During COVID-19, VHA’s Office of Community Care (OCC) took steps to ensure veterans continued to have expanded access to health care in the community, as required by the VA MISSION Act of 2018. OCC issued policies to VA facilities to postpone nonurgent appointments and offer alternatives to in-person care, such as telehealth. The VA Office of Inspector General (OIG) conducted this audit to determine whether VHA effectively managed community care consults for routine appointments during the pandemic.

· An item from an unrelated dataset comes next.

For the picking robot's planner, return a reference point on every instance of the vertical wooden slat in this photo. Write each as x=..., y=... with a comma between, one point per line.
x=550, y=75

The OIG found that routine community care consults were unscheduled for an average of 42 days, not meeting VHA’s timeliness goal of 30 days. Community care staff faced significant challenges beyond their control that contributed to the scheduling delays, such as the lack of availability of appointments in the community. The OIG also found some patients were hesitant to schedule appointments during the pandemic, failed to return phone calls, or declined care once it was offered.
While these challenges prevented the OIG from evaluating whether timeliness could be improved, they underscore the need to strengthen VHA’s governance over community care. The OIG found community care providers and staff did not consistently comply with requirements to manage routine consults, and leaders lacked tools to sufficiently monitor program operations that could have identified the problems. Deficiencies emerged in documenting when patients were contacted about scheduling appointments, designating patients eligible for alternative care, and ensuring staff were trained in ways that would address those weaknesses.
The OIG recommended that the under secretary for health develop guidelines requiring supervisors to monitor documentation of communication between staff and patients, establish a tool to monitor whether community care staff both document the suitability of alternatives to face-to-face care and offer them to eligible patients, and reassess the frequency and approach to its training for scheduling community care consults.